Understanding and achieving immunity to cancer does not fit neatly into the self/nonself paradigm because cancer is not an exogenous pathogen, but rather arises from normal host cells. In this regard, cancer antigens recognized by the human immune system are self or mutated self molecules (2
). Explaining the genetic basis for the pathogenesis of cancer is necessary to understanding the difficulties that the immune system has in recognizing cancer cells.
Protooncogenes and tumor suppressor genes are normal cellular genes that control crucial cell functions, particularly growth and survival (3
). Mutations in these genes lead to the emergence of cancer. In addition, loss of expression of tumor suppressor genes contributes to malignant transformation through major deletions in their genetic sequences or silencing by methylation of nucleotides in promoter regions that control gene expression. These deleted or silent genes are incapable of producing antigenic targets for the immune system, but mutated protooncogenes, tumor suppressor genes, or other self genes might generate mutant protein products that could serve as suitable antigens.

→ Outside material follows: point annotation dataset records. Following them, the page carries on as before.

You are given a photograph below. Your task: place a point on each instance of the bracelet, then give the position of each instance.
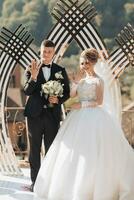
(34, 79)
(84, 104)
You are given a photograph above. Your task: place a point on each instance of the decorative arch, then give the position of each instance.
(74, 22)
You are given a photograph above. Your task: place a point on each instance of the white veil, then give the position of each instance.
(112, 95)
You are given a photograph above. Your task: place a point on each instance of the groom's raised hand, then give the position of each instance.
(34, 69)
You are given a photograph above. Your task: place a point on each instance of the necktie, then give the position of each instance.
(48, 66)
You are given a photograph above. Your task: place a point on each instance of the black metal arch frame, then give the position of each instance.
(73, 23)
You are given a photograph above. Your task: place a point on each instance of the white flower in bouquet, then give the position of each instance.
(58, 75)
(53, 88)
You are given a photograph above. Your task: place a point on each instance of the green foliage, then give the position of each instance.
(112, 16)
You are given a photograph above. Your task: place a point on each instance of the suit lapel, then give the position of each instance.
(52, 73)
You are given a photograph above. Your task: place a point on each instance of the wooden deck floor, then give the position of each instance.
(13, 188)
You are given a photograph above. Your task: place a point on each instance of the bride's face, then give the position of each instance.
(85, 64)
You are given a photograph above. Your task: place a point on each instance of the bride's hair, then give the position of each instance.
(91, 55)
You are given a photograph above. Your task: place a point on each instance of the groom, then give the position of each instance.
(43, 120)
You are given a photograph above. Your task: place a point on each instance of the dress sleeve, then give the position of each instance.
(100, 91)
(73, 91)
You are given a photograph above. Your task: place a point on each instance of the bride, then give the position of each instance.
(90, 159)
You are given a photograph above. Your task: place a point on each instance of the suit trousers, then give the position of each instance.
(45, 126)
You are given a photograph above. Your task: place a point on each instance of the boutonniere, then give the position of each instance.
(58, 75)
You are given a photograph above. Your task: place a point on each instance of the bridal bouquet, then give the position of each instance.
(53, 88)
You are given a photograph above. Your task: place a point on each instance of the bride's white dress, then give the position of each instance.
(90, 159)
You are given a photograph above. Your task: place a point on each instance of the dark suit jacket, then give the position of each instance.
(36, 100)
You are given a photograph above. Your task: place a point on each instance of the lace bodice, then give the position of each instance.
(87, 89)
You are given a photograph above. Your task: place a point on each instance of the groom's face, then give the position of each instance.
(47, 54)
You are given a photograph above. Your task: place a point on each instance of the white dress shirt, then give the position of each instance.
(46, 72)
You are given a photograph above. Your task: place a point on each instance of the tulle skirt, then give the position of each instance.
(90, 159)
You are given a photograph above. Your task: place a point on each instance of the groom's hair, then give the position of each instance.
(47, 43)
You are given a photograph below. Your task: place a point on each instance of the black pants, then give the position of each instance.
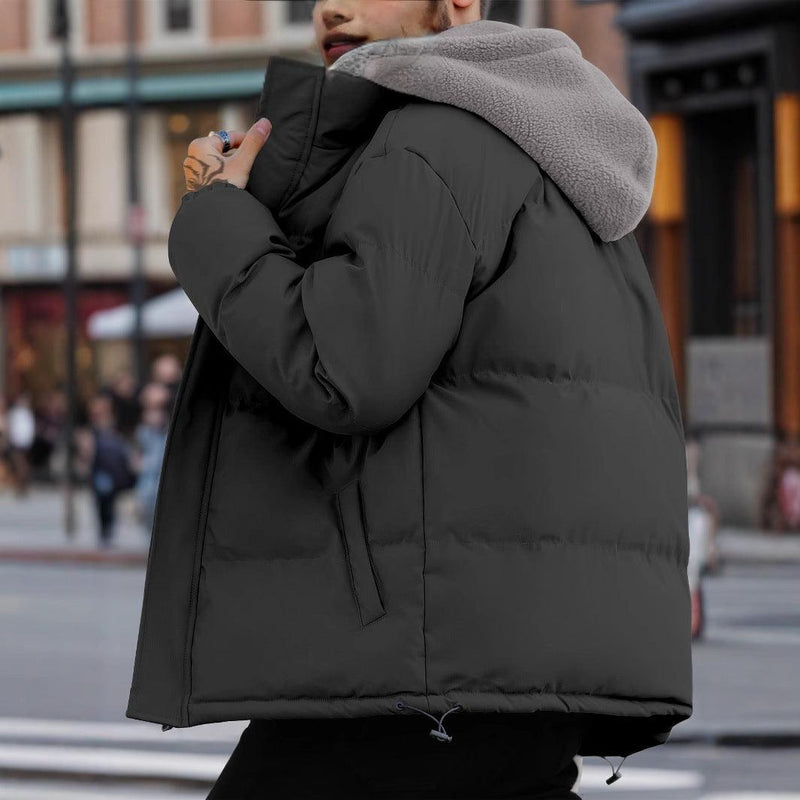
(519, 756)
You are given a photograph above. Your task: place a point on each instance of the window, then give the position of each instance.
(178, 15)
(299, 12)
(505, 11)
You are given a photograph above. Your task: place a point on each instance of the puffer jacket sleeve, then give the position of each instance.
(350, 342)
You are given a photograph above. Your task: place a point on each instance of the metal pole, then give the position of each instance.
(70, 279)
(135, 210)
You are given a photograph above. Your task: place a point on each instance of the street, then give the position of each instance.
(72, 631)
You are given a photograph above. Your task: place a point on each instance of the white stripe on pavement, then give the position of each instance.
(78, 730)
(46, 791)
(752, 796)
(637, 778)
(111, 761)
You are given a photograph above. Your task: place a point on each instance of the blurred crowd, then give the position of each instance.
(118, 442)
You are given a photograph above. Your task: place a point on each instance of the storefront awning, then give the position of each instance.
(169, 315)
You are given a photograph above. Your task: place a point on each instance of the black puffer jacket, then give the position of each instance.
(427, 448)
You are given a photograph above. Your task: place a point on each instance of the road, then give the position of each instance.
(69, 634)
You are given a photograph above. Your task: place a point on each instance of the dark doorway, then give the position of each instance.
(725, 269)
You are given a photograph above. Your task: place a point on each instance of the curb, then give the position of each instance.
(764, 739)
(71, 555)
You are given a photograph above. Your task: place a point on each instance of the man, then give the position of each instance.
(423, 510)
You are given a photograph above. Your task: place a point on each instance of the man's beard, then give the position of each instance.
(439, 16)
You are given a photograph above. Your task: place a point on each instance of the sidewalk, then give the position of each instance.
(32, 529)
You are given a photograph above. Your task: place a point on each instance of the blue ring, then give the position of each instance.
(226, 140)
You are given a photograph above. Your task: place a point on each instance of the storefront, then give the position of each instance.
(720, 85)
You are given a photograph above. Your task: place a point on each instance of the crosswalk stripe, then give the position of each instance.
(639, 778)
(78, 730)
(111, 761)
(38, 791)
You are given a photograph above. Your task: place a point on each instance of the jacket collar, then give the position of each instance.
(321, 121)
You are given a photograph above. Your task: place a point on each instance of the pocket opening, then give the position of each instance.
(363, 579)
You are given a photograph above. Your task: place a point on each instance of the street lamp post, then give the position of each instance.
(70, 279)
(135, 210)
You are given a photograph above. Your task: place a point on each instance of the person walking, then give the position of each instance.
(423, 512)
(21, 423)
(110, 471)
(150, 437)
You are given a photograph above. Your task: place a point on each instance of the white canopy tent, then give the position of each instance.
(168, 315)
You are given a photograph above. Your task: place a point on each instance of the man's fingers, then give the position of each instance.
(252, 142)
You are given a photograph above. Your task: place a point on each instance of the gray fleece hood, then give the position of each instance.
(534, 85)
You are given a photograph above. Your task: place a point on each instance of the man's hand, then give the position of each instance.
(206, 162)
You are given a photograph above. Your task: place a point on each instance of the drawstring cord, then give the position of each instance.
(438, 733)
(615, 773)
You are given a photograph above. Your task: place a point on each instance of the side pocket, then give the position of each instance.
(352, 525)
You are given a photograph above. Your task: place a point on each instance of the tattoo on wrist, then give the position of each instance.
(203, 173)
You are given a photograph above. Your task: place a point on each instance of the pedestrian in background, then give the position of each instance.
(150, 437)
(21, 435)
(111, 469)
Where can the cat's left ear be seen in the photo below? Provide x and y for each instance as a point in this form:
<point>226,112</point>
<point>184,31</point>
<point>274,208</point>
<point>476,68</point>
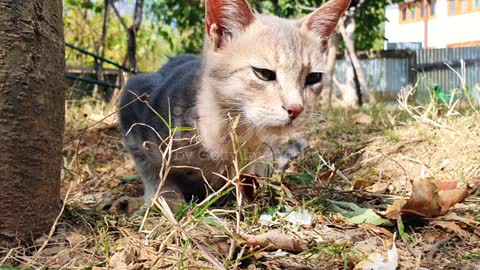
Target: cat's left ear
<point>225,19</point>
<point>324,20</point>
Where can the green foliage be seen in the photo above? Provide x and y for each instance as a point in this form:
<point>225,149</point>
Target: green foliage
<point>83,22</point>
<point>187,19</point>
<point>173,27</point>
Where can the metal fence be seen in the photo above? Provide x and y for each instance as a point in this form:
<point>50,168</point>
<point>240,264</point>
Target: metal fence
<point>388,71</point>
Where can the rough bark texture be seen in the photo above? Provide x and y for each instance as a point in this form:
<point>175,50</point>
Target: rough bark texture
<point>332,51</point>
<point>31,117</point>
<point>349,45</point>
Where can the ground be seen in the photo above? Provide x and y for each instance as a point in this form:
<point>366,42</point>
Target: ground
<point>327,211</point>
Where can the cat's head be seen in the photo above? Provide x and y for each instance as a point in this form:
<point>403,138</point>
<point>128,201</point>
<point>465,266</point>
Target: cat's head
<point>267,68</point>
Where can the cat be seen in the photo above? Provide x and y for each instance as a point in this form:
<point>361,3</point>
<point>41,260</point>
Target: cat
<point>259,73</point>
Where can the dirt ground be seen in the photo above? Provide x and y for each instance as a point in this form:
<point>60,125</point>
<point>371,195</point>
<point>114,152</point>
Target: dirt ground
<point>332,209</point>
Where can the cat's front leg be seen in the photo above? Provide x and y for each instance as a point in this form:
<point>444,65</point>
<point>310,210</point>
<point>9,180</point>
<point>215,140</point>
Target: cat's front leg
<point>289,152</point>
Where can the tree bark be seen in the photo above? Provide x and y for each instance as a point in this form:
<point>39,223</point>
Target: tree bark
<point>132,34</point>
<point>31,117</point>
<point>101,49</point>
<point>331,61</point>
<point>349,45</point>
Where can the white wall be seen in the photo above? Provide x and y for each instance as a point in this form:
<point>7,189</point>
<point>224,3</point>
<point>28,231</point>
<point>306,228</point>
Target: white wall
<point>442,29</point>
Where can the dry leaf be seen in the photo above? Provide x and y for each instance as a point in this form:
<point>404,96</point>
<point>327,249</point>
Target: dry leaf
<point>273,240</point>
<point>428,199</point>
<point>362,118</point>
<point>377,229</point>
<point>451,226</point>
<point>378,188</point>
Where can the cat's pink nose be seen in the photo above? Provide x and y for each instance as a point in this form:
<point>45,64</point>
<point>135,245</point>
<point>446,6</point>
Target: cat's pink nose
<point>293,110</point>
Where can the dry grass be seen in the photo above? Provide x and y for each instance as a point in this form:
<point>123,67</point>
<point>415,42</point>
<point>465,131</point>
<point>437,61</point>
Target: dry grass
<point>392,146</point>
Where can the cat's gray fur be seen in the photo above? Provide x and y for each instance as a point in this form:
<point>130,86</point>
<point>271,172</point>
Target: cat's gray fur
<point>203,92</point>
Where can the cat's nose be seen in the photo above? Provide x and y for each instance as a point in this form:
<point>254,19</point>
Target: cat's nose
<point>293,110</point>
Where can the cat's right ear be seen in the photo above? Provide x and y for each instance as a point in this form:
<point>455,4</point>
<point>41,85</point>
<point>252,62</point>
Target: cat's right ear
<point>225,19</point>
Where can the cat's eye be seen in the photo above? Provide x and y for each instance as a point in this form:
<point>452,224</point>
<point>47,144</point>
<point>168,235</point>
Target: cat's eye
<point>265,74</point>
<point>313,78</point>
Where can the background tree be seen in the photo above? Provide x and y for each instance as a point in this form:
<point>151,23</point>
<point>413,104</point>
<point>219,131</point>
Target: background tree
<point>31,117</point>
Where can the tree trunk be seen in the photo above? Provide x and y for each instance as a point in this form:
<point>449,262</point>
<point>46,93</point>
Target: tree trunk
<point>132,34</point>
<point>31,117</point>
<point>347,36</point>
<point>101,49</point>
<point>331,61</point>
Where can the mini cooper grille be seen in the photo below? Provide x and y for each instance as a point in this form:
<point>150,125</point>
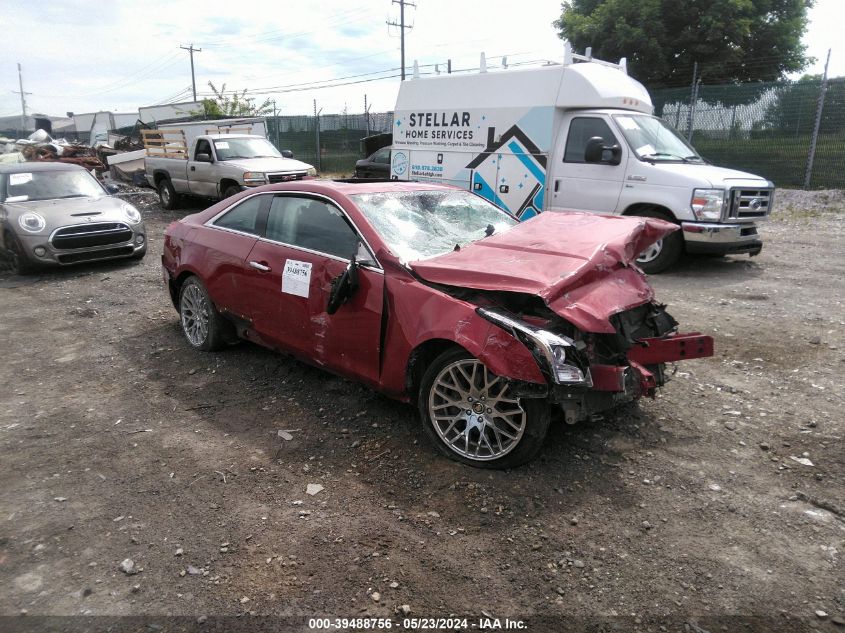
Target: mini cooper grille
<point>87,235</point>
<point>91,256</point>
<point>274,178</point>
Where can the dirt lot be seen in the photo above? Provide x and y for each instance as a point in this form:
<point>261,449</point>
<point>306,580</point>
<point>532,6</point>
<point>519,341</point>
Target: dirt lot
<point>692,512</point>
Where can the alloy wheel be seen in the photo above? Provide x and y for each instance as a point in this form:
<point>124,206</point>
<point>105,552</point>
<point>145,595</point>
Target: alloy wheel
<point>473,411</point>
<point>195,313</point>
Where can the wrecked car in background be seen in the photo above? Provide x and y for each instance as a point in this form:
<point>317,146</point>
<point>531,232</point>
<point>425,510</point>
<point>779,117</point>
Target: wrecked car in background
<point>59,214</point>
<point>433,295</point>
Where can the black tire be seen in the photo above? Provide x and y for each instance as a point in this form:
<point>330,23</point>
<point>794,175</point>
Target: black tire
<point>21,264</point>
<point>203,326</point>
<point>532,424</point>
<point>167,194</point>
<point>230,191</point>
<point>668,250</point>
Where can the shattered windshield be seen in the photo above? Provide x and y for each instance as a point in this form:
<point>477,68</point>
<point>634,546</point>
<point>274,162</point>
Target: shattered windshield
<point>652,139</point>
<point>423,224</point>
<point>232,148</point>
<point>50,185</point>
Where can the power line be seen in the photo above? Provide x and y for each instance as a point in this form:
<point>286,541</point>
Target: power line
<point>402,26</point>
<point>192,50</point>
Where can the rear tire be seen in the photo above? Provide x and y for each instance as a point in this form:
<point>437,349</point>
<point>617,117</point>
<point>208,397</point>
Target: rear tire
<point>167,194</point>
<point>203,326</point>
<point>664,253</point>
<point>471,415</point>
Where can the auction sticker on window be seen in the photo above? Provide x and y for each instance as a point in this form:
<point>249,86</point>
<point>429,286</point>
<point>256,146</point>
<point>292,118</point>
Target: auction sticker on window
<point>296,278</point>
<point>19,179</point>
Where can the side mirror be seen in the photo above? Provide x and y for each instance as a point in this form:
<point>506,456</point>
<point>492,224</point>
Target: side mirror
<point>596,149</point>
<point>343,287</point>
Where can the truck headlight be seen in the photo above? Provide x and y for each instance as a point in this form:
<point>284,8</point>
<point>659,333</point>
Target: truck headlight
<point>556,354</point>
<point>32,222</point>
<point>708,204</point>
<point>132,214</point>
<point>254,178</point>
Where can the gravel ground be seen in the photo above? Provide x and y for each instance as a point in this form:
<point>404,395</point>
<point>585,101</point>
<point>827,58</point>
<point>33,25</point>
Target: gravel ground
<point>139,477</point>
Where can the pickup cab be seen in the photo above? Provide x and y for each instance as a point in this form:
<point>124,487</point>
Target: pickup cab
<point>214,166</point>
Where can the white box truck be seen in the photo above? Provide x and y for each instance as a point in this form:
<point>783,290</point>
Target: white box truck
<point>577,136</point>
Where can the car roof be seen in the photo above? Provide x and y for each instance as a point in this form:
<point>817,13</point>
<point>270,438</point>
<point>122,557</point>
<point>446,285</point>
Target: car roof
<point>352,186</point>
<point>18,168</point>
<point>222,137</point>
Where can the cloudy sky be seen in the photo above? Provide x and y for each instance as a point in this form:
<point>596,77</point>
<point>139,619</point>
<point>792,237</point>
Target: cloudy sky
<point>84,56</point>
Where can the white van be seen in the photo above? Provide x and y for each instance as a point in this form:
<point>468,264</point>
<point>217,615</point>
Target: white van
<point>577,136</point>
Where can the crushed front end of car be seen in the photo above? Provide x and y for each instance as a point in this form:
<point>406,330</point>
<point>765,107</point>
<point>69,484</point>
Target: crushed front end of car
<point>573,296</point>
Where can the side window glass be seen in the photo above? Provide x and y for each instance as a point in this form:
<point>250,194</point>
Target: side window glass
<point>203,147</point>
<point>581,130</point>
<point>243,217</point>
<point>311,224</point>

An accumulation of genetic alterations in protooncogenes and tumor suppressor genes leads to profound changes in normal cells, including immortality, a block in terminal differentiation, an ability to invade normal tissues and recruit new blood vessels, and the potential to metastasize to distant organs (3
). However, because the immune system is trained not to respond to self molecules (in order to avoid autoimmunity), antigenic changes in malignant cells that are created by individual mutations can be rather subtle from the standpoint of the immune system — cancer cells still utilize essentially the same cellular molecules as healthy cells to regulate growth and survival (3
). Perhaps mutations in self proteins can be viewed as generating nonself proteins, comparable to foreign proteins from pathogens or other species. This argument has been used as the basis for conducting experiments in mice for the study of tumor immunity using tumors expressing viral or chicken proteins.
T cells, which are immune cells crucial for rejecting tumors, use their TCRs to recognize short antigenic peptides bound to MHC-I and -II molecules on the surface of host APCs. Naive T cells that have never been activated by antigen are initially triggered by TCR recognition of specific peptide/MHC complexes presented by dendritic cells, which are specialized, professional APCs that provide additional potent costimulatory signals for T cell activation. Dendritic cells capture exogenous antigens from pathogens as well as from host cells. The ability of dendritic cells to take up and present antigens is the basis for vaccination’s ability to produce T cell immunity. Activated T cells can go on to destroy antigen-positive host cells, e.g., cells infected with pathogens or cancer cells. Host cells, including cancer cells, can serve as targets for previously activated T cells through the processing and presentation of antigenic peptides. However, nonprofessional APCs, including most cancer cells, which lack costimulatory molecules, are ill-equipped to initiate immune responses from naive T cells.